Cam: I know you never “did” Pearl Jam. What about when Neil was jamming with those guys? I think that Mirrorball album was a bit like “the emperor’s new clothes”. The coolest mainstream band of the day with the baddest mainstream legacy artist. The single “Downtown” was pretty weak and had inane lyrics: there’s a place called downtown/where all the hippies go… downtown/let’s go downtown.

 

Cam: Just writing this out reminds me of that Seinfeld where George is trying to solve the downtown “riddle” by dissecting the Petula Clark song, famously resulting in the humiliation of a mail room clerk.

Cam: Deer Tick is another new(ish) band that I like to put in iPod playlist with Wilco, Steve Earle, Bright Eyes, the War on Drugs, etc…. kind of real fake country rock, I guess. Not sure I’d draw any parallels with them and Petty, Bob or any of those guys. The Replacements yet. I love the persistent organ on this tune.

Adam: My Other first Neil album was Live Rust. Holy shit, that album blew my mind. His early output is so over the top impressive.

Adam:The opening to “Comes a Time”!!

Cam: Yeah, I certainly gravitated more towards “noisy Neil” when I was a litte guy.
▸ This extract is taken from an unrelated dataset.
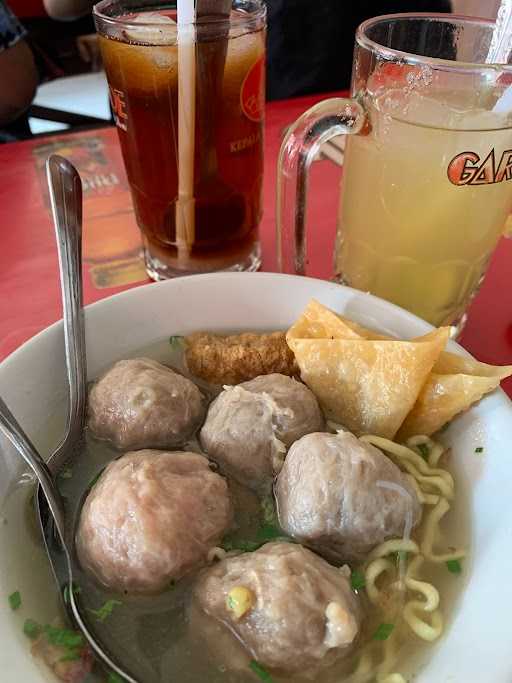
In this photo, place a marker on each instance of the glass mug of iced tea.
(427, 178)
(188, 101)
I like when he took Sonic Youth on tour and went through “gratuitous noise” phase but it always sounded different when he’d freak out with Crazy Horse because it was coming from a more “bar band” sensibility than pandering to critics or “edgy alternative types”. He could go from noise freak outs, straight up country rock, jamming with Booker T and the MGs and then when he wanted to do something MOR and mainstream, he could drop a Harvest Moon and completely nail it.